Culture is to put product engineering first, truly global, solve for a dynamic world. Agile and fast. Have to move quickly in a way that makes sense for you. Must have tighter processes. Everyone must know what they're doing.

Want to be everywhere. Must have quality - reliability and fidelity important if you want people to return. No room for slip. Have to be cross platform. Have to accept that platforms will increase. You have to follow your audience. Not just mac, PC, but all mobile platforms, clients like Facebook.

Agile approach. Apparently the project managers spend a lot of their time grooming their backlog (!). Have to be engineering ready. Use other techniques such as scrums and sprints. Sure this meant something to the developers in the audience.
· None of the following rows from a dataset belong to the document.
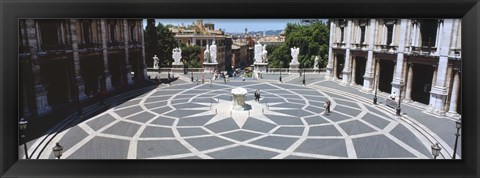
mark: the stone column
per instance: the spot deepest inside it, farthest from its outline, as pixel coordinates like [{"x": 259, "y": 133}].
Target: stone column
[
  {"x": 334, "y": 68},
  {"x": 398, "y": 79},
  {"x": 452, "y": 111},
  {"x": 106, "y": 71},
  {"x": 347, "y": 68},
  {"x": 76, "y": 61},
  {"x": 144, "y": 64},
  {"x": 127, "y": 55},
  {"x": 354, "y": 66},
  {"x": 330, "y": 52},
  {"x": 408, "y": 92},
  {"x": 434, "y": 77},
  {"x": 368, "y": 77},
  {"x": 439, "y": 91}
]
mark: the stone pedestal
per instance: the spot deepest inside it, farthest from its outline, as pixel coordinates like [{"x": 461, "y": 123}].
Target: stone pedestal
[
  {"x": 210, "y": 67},
  {"x": 177, "y": 68},
  {"x": 238, "y": 103},
  {"x": 294, "y": 67},
  {"x": 260, "y": 68}
]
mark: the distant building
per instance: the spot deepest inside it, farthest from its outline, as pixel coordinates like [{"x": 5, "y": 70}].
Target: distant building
[
  {"x": 68, "y": 59},
  {"x": 201, "y": 35},
  {"x": 419, "y": 58}
]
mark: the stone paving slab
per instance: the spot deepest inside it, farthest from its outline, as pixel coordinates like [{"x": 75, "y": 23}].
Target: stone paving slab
[
  {"x": 163, "y": 121},
  {"x": 325, "y": 130},
  {"x": 333, "y": 147},
  {"x": 142, "y": 117},
  {"x": 275, "y": 142},
  {"x": 257, "y": 125},
  {"x": 403, "y": 134},
  {"x": 194, "y": 121},
  {"x": 157, "y": 132},
  {"x": 295, "y": 131},
  {"x": 155, "y": 148},
  {"x": 379, "y": 146},
  {"x": 102, "y": 148},
  {"x": 242, "y": 152},
  {"x": 123, "y": 128},
  {"x": 241, "y": 135},
  {"x": 185, "y": 132},
  {"x": 315, "y": 120},
  {"x": 223, "y": 125},
  {"x": 355, "y": 127},
  {"x": 376, "y": 121},
  {"x": 206, "y": 143},
  {"x": 128, "y": 111},
  {"x": 100, "y": 122}
]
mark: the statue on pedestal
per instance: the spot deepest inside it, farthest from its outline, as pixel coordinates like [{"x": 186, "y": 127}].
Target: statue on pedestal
[
  {"x": 264, "y": 54},
  {"x": 315, "y": 64},
  {"x": 155, "y": 62},
  {"x": 213, "y": 52},
  {"x": 258, "y": 52},
  {"x": 177, "y": 55},
  {"x": 206, "y": 55},
  {"x": 294, "y": 53}
]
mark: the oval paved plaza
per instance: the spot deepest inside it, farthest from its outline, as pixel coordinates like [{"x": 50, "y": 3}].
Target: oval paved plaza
[{"x": 190, "y": 121}]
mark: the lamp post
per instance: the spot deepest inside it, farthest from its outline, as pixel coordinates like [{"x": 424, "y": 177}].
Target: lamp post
[
  {"x": 376, "y": 84},
  {"x": 436, "y": 150},
  {"x": 303, "y": 76},
  {"x": 458, "y": 124},
  {"x": 281, "y": 65},
  {"x": 399, "y": 110},
  {"x": 22, "y": 125},
  {"x": 57, "y": 150}
]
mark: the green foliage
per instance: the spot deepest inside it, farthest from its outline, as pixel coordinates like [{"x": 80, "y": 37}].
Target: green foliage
[
  {"x": 190, "y": 55},
  {"x": 151, "y": 47},
  {"x": 311, "y": 39},
  {"x": 165, "y": 43}
]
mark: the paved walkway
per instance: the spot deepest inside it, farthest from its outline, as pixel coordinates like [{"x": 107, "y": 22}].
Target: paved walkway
[{"x": 188, "y": 121}]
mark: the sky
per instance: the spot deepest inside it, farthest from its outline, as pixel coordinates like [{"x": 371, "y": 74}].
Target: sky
[{"x": 235, "y": 25}]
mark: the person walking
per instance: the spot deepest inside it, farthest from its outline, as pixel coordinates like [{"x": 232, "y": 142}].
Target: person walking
[{"x": 327, "y": 106}]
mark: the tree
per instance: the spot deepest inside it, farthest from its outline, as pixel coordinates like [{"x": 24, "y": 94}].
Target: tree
[
  {"x": 190, "y": 55},
  {"x": 165, "y": 43},
  {"x": 311, "y": 39},
  {"x": 151, "y": 47}
]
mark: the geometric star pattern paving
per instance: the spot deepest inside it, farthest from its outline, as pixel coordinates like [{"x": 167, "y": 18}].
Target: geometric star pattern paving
[{"x": 180, "y": 122}]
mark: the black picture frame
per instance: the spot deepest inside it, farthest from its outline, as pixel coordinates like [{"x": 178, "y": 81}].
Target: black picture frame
[{"x": 11, "y": 11}]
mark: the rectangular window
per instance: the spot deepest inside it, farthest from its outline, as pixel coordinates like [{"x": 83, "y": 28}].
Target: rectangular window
[
  {"x": 389, "y": 34},
  {"x": 362, "y": 34}
]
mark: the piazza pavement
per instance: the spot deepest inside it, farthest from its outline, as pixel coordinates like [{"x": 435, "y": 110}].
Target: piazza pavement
[{"x": 186, "y": 120}]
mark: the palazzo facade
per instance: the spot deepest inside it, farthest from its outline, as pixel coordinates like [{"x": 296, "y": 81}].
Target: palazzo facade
[
  {"x": 417, "y": 59},
  {"x": 67, "y": 60}
]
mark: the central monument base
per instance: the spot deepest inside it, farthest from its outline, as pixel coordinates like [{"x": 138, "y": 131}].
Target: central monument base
[
  {"x": 177, "y": 68},
  {"x": 294, "y": 68},
  {"x": 260, "y": 68},
  {"x": 210, "y": 67},
  {"x": 238, "y": 103}
]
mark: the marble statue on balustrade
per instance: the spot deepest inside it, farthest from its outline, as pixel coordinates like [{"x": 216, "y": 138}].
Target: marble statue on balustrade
[
  {"x": 264, "y": 54},
  {"x": 294, "y": 65},
  {"x": 177, "y": 56},
  {"x": 213, "y": 52},
  {"x": 294, "y": 53},
  {"x": 206, "y": 55},
  {"x": 155, "y": 62},
  {"x": 258, "y": 52}
]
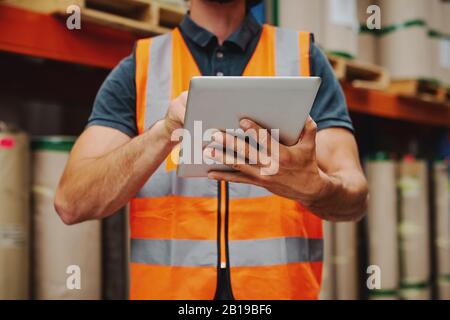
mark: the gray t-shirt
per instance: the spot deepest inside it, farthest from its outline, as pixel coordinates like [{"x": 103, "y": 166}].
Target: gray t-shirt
[{"x": 115, "y": 104}]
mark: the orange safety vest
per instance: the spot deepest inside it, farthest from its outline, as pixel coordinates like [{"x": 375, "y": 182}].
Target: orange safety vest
[{"x": 183, "y": 230}]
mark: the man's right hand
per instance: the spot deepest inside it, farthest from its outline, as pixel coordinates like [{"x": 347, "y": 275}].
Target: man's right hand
[{"x": 175, "y": 114}]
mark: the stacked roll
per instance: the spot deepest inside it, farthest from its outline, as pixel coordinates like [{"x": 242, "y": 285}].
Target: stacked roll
[
  {"x": 346, "y": 261},
  {"x": 382, "y": 225},
  {"x": 328, "y": 275},
  {"x": 115, "y": 256},
  {"x": 444, "y": 47},
  {"x": 67, "y": 259},
  {"x": 442, "y": 238},
  {"x": 14, "y": 214},
  {"x": 367, "y": 38},
  {"x": 414, "y": 230},
  {"x": 403, "y": 49}
]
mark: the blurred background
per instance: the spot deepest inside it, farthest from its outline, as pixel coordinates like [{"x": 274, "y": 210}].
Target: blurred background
[{"x": 396, "y": 80}]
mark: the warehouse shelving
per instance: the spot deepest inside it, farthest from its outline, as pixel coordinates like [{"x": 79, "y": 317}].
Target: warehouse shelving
[{"x": 42, "y": 35}]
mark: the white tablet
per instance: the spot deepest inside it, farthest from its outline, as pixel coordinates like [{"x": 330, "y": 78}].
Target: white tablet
[{"x": 282, "y": 103}]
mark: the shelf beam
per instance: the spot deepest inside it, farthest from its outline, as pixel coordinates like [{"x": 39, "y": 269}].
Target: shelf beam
[
  {"x": 36, "y": 34},
  {"x": 385, "y": 105}
]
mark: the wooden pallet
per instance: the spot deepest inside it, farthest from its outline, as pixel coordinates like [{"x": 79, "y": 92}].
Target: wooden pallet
[
  {"x": 360, "y": 75},
  {"x": 147, "y": 17},
  {"x": 430, "y": 91}
]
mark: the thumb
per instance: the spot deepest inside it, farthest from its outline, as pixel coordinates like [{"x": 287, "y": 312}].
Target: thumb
[{"x": 308, "y": 137}]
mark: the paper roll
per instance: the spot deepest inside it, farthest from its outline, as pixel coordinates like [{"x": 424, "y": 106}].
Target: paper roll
[
  {"x": 442, "y": 227},
  {"x": 346, "y": 261},
  {"x": 60, "y": 249},
  {"x": 14, "y": 215},
  {"x": 328, "y": 275},
  {"x": 414, "y": 223},
  {"x": 382, "y": 222}
]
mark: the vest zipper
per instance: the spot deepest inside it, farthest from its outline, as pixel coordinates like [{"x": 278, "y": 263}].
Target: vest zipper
[{"x": 223, "y": 265}]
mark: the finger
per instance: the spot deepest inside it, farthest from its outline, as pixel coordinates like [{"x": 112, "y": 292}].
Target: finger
[
  {"x": 229, "y": 159},
  {"x": 309, "y": 133},
  {"x": 235, "y": 177},
  {"x": 245, "y": 152}
]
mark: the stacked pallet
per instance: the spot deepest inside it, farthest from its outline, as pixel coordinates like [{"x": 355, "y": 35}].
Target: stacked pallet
[
  {"x": 414, "y": 228},
  {"x": 340, "y": 277},
  {"x": 334, "y": 22},
  {"x": 382, "y": 225},
  {"x": 144, "y": 17},
  {"x": 66, "y": 259}
]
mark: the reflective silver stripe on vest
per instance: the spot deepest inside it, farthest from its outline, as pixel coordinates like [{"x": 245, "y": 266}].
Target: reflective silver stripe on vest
[
  {"x": 287, "y": 53},
  {"x": 264, "y": 252},
  {"x": 159, "y": 82},
  {"x": 276, "y": 251},
  {"x": 174, "y": 252}
]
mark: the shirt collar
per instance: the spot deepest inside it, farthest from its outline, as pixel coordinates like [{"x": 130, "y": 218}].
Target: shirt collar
[{"x": 242, "y": 37}]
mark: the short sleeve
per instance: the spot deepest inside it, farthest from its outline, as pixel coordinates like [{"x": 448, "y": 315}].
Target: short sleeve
[
  {"x": 329, "y": 109},
  {"x": 115, "y": 103}
]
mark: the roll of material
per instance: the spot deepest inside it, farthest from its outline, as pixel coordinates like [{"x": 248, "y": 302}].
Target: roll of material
[
  {"x": 305, "y": 15},
  {"x": 340, "y": 31},
  {"x": 416, "y": 293},
  {"x": 115, "y": 256},
  {"x": 346, "y": 261},
  {"x": 414, "y": 224},
  {"x": 444, "y": 47},
  {"x": 404, "y": 43},
  {"x": 382, "y": 222},
  {"x": 14, "y": 214},
  {"x": 405, "y": 53},
  {"x": 442, "y": 227},
  {"x": 328, "y": 273},
  {"x": 334, "y": 22},
  {"x": 444, "y": 289},
  {"x": 67, "y": 259}
]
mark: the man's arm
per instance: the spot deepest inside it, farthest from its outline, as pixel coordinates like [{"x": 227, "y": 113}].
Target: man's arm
[
  {"x": 345, "y": 197},
  {"x": 322, "y": 171},
  {"x": 106, "y": 167}
]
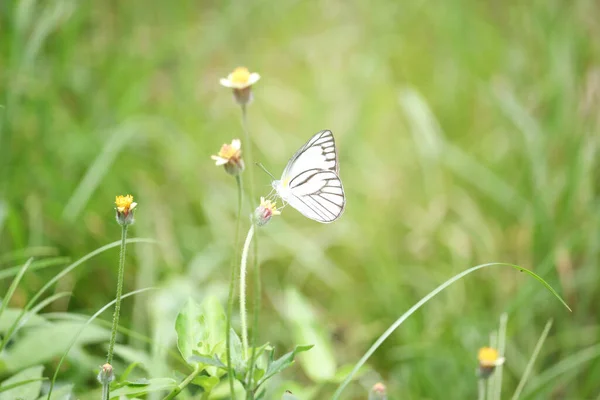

Challenges. Key performance metrics such as battery life, crash rate, av quality etc. UI changes are really tough. Good story about eBay changing the colour, users didn't like it, so changed it back.,then changed it a tiny bit a day for several weeks till they got to where they wanted to be and users didn't notice.
Important to concentrate on great code.


- Posted using BlogPress from my iPad

1 comment:

Natalie said...

Thanks for live blogging from this event. Sounds very interesting. Very encouraging to read about the cabinet office encouraging an agile approach with open technology platforms and in house development teams focussed entirely on user need. Would be good to see this approach adopted more in higher education too.